Der dritte Spielabschnitt war wie die Anfangsphase der Partie von Ladehemmungen beider Teams geprägt. Zwar konnten die Gastgeber zu Beginn schnell zum 30:30 ausgleichen (23. Minute), anschließend folgten jedoch drei Minuten ohne Korberfolg auf beiden Seiten. Dunkings von Robertson auf Frankfurter und Boateng auf Braunschweiger Seite stoppten die Durststrecke und sorgten für gute Stimmung auf den Rängen. Das Spiel verlief bis zwei Minuten vor Ende des Viertels eng, ehe das Braunschweiger Angriffsspiel wieder stockte und die Mainstädter sich auf 43:37 absetzen konnten.

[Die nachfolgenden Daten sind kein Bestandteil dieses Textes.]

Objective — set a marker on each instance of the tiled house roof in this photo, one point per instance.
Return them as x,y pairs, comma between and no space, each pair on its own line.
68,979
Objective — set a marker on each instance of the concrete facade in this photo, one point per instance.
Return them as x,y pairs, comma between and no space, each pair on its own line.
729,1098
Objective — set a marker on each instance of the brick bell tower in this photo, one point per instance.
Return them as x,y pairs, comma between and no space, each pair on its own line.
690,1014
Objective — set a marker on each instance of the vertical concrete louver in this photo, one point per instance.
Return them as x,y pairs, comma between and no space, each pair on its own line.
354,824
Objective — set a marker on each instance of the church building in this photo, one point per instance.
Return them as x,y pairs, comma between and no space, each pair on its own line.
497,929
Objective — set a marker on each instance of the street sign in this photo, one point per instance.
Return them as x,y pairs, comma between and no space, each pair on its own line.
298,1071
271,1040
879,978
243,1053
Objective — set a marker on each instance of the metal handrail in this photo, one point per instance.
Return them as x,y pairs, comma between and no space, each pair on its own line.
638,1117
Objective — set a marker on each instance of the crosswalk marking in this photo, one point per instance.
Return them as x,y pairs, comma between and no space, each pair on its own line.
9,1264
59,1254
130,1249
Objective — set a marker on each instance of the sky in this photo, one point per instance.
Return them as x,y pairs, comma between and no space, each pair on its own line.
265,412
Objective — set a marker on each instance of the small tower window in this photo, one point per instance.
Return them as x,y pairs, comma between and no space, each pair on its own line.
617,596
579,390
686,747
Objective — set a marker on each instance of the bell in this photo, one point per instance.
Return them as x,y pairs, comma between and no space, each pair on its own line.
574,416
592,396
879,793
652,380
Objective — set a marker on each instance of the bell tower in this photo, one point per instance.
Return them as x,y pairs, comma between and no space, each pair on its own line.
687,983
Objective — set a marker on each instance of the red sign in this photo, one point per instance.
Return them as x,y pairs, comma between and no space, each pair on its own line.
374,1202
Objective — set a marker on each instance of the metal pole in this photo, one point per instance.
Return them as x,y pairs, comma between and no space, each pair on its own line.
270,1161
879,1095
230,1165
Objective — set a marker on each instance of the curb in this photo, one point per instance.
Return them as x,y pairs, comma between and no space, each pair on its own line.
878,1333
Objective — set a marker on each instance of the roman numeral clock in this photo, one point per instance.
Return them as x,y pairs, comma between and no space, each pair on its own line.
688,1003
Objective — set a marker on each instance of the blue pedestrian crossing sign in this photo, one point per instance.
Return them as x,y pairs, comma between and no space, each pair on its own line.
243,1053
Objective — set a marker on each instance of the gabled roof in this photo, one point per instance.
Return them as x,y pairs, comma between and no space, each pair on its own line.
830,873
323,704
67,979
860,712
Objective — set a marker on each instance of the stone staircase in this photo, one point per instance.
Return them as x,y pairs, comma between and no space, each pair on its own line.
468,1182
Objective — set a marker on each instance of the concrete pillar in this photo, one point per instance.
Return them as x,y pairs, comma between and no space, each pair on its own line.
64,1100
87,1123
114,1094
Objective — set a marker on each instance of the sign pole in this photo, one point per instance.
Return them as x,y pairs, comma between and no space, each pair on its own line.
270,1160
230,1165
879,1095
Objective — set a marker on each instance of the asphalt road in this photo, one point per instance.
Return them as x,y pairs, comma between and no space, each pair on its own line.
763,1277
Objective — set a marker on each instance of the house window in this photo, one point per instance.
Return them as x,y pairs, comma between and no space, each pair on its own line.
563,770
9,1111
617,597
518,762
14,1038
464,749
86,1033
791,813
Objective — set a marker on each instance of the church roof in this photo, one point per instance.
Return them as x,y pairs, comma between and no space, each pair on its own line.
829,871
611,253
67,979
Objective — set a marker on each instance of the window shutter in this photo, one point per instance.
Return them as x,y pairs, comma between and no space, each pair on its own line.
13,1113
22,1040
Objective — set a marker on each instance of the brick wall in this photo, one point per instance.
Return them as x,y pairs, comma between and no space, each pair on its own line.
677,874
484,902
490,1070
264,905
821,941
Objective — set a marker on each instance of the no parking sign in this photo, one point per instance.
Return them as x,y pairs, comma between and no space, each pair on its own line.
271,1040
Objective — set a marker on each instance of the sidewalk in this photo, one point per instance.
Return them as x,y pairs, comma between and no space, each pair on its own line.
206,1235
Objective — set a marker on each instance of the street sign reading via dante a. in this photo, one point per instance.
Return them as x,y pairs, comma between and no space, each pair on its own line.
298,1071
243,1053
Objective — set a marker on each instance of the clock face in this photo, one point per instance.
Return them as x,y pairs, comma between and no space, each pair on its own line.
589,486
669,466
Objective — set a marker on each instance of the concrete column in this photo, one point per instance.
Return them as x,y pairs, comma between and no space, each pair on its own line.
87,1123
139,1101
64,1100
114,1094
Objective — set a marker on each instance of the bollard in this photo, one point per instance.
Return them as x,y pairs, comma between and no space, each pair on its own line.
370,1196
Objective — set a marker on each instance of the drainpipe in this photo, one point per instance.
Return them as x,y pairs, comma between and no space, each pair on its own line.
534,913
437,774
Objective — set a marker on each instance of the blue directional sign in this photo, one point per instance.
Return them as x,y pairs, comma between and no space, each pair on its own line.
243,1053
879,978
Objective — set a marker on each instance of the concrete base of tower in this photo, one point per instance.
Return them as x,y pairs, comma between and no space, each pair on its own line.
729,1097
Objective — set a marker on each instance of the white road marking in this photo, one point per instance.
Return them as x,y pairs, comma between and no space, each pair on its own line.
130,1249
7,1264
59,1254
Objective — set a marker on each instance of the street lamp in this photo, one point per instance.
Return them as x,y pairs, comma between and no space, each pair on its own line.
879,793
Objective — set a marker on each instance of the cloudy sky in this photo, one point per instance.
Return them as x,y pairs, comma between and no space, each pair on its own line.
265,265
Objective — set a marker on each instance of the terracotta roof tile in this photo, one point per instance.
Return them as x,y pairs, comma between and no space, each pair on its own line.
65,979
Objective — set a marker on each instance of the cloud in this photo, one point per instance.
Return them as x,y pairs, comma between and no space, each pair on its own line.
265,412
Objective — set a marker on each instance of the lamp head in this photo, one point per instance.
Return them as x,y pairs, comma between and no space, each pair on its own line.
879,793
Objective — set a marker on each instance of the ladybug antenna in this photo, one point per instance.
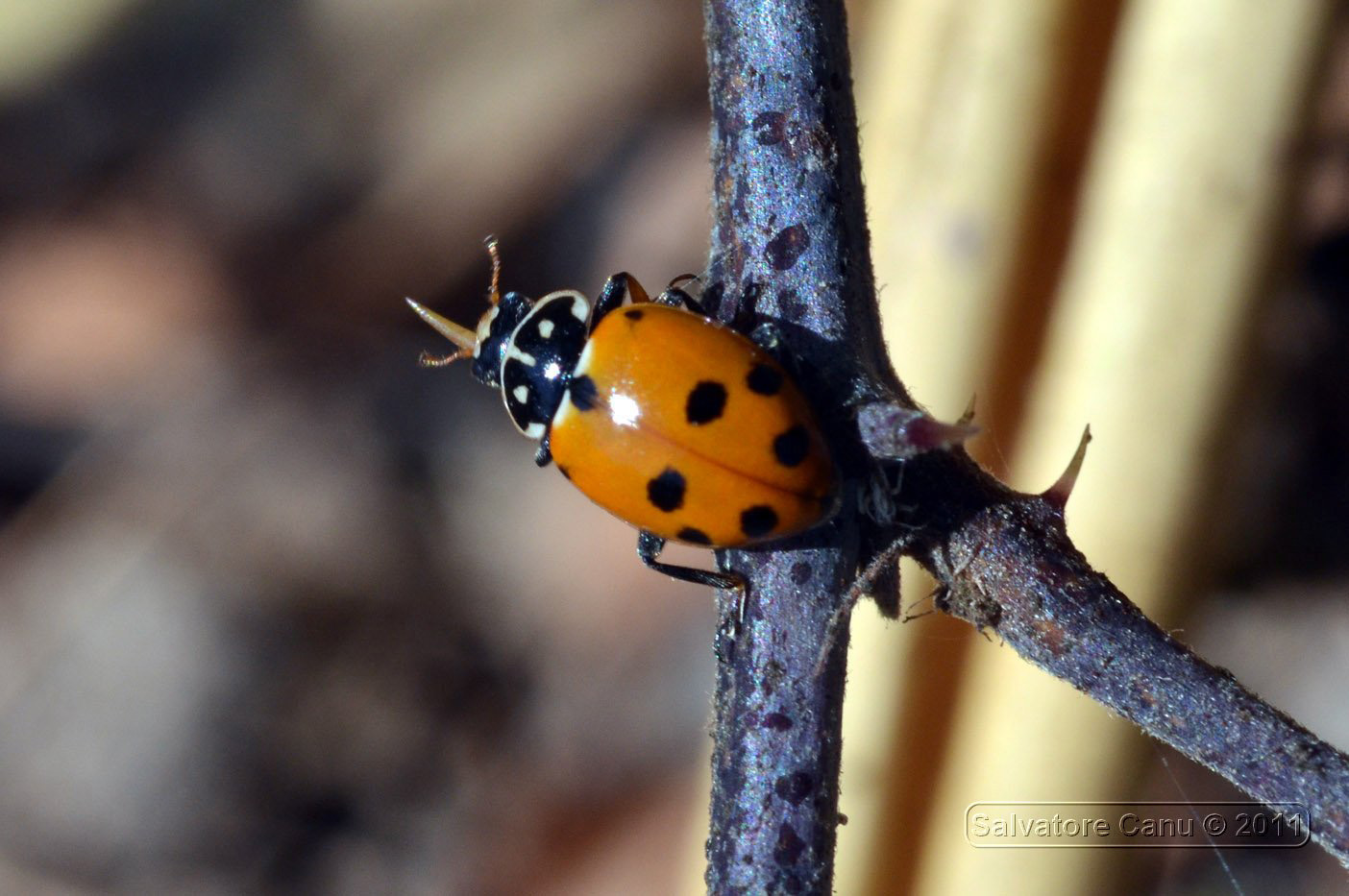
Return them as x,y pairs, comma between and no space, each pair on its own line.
460,336
495,295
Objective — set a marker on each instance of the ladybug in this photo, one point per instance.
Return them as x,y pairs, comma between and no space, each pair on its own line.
668,420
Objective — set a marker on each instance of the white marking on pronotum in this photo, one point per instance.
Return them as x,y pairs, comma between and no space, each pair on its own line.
583,361
524,357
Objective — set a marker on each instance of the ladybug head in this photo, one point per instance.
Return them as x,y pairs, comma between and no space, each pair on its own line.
487,345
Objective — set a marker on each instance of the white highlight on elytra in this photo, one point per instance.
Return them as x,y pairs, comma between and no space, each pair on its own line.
625,410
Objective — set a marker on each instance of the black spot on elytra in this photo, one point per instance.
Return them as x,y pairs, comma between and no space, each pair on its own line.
790,845
583,392
764,380
769,128
667,491
794,787
787,247
705,403
694,537
758,521
792,447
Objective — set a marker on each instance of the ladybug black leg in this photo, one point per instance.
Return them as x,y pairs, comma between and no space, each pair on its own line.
650,547
677,297
544,455
618,290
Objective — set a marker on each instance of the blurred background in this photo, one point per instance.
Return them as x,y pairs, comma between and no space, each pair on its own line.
281,612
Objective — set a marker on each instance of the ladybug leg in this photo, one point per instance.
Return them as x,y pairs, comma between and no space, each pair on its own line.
677,295
620,290
650,547
544,455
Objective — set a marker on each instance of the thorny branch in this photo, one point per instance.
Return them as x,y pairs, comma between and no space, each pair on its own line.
791,244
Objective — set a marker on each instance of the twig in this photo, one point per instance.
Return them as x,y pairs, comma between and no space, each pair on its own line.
791,244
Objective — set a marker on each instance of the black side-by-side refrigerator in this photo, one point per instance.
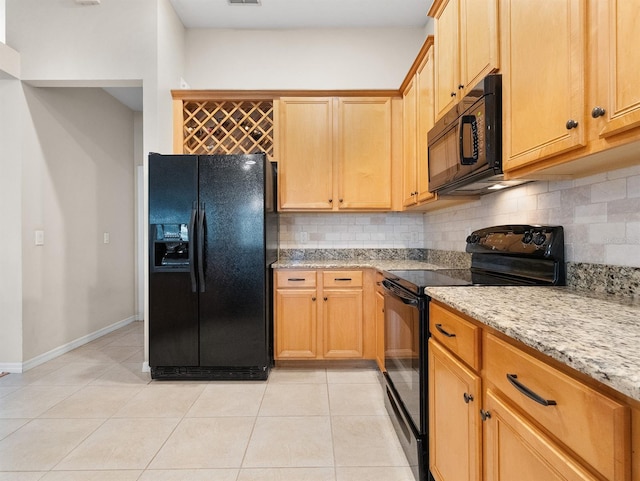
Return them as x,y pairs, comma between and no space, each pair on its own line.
213,232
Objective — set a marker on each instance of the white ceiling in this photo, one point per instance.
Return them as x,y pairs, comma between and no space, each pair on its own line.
292,14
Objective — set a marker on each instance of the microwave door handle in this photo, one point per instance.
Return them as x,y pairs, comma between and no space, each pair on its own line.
470,121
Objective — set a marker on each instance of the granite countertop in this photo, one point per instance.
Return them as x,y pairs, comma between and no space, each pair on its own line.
381,265
597,336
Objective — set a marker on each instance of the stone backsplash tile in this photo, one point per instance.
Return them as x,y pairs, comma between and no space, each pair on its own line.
619,281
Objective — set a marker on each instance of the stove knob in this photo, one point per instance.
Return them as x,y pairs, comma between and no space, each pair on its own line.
539,239
473,239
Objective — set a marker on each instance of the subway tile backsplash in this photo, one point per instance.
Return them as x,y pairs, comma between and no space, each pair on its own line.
351,231
600,215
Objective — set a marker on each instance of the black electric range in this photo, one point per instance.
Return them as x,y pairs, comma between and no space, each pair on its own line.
500,255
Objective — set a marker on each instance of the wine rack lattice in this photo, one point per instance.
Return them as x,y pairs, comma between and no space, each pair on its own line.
228,127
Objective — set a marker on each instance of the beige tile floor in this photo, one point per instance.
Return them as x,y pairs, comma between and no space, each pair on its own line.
92,415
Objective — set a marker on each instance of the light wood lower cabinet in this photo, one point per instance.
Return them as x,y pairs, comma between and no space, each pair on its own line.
539,421
455,430
319,314
515,449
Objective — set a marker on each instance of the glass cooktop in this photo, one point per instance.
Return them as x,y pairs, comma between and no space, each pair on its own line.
416,280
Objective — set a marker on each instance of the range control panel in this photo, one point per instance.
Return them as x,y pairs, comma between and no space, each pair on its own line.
520,239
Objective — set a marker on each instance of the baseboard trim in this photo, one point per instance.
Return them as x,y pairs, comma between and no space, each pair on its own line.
17,367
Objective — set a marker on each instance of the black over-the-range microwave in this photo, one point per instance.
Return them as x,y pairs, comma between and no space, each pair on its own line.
465,146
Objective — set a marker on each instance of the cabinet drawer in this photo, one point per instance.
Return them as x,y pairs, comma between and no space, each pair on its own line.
290,278
594,426
342,278
458,335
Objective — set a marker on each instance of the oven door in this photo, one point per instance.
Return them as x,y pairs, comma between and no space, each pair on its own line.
405,359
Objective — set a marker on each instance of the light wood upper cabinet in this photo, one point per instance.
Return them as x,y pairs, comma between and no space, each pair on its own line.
582,70
418,119
426,118
479,41
447,56
305,170
466,47
335,154
617,61
364,153
409,141
543,79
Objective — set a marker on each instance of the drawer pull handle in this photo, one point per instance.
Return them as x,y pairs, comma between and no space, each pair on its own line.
442,331
513,379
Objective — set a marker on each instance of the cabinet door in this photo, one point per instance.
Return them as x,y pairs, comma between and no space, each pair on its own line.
342,318
447,58
380,330
306,148
618,62
514,449
296,323
543,79
364,153
425,123
454,420
409,130
478,40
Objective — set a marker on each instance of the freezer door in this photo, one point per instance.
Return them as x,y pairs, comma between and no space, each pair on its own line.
233,306
173,300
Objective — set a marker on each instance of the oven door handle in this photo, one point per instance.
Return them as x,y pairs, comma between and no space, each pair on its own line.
399,294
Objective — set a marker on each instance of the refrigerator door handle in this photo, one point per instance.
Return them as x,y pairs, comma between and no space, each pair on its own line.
192,247
201,227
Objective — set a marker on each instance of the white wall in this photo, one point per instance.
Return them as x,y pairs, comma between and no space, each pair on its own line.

Ted Scott, Topscorer der Frankfurter, drehte jetzt auf und versenkte drei Dreier in Folge zum 54:43 (34. Minute) für sein Team. Die New Yorker Phantoms steckten nicht auf und Casey Mitchell war nun heiß gelaufen: Mit insgesamt 14 Punkten im letzten Viertel brachte er sein Team im Alleingang wieder auf zwei Zähler heran (55:53, 37. Minute). Aber die Frankfurter ließen sich den Sieg nicht mehr nehmen. Zwar machten Nils Mittmann und Nana erneut einen Sieben-Punkte-Vorsprung des Gastgebers wett (60:59) und hatten es kurz vor Ende sogar selber in der Hand, den Sieg einzufahren - doch zuerst vergab Davis und danach traf Mittmann aus schwieriger Position nicht, weshalb die Skyliners die zwei Punkte zu Hause behielten.

Trainerstimmen zum Spiel: 

Kostas Flevarakis (New Yorker Phantoms): Es war ein schwieriges Spiel für beide Mannschaften. Wir haben zuletzt einige knappe Spiele verloren und daher lag heute entsprechender Druck auf unseren Schultern. Wir haben versucht, den Fokus auf die Verteidigung zu legen und das hat recht gut funktioniert. Am Ende haben wir gut gekämpft, hatten aber nicht das entscheidende Glück auf unserer Seite.

Muli Katzurin (FRAPORT SKYLINERS): Ich möchte mich bei den Fans bedanken, die uns heute wieder toll unterstützt haben. Das Spiel von uns war heute nicht so gut, und ich habe schon in der Halbzeit gesagt, dass es ein eher unschönes Spiel werden würde, weil beide Teams sehr viel in die Verteidigung investiert haben. Ich muss meiner Mannschaft jedoch ein Kompliment machen, denn jeder bemüht sich sehr und kämpft gut.

New Yorker Phantoms: Kulawick 6, Mittmann 3, Davis 13, Nana 11, Schneiders, Mitchell 14, McFadden 2, Boateng 8 (9 Rebounds), Schröder 2, Land, McElroy.

FRAPORT SKYLINERS: Klein, Scott 17, Dowell 12 (10 Rebounds), Jones (4 Assits), Nolte 2, Novak n.e., Voigtmann n.e., Barthel, Robertson 12 (8 Rebounds), Gibson 10, Nicolay n.e., Peacock 8.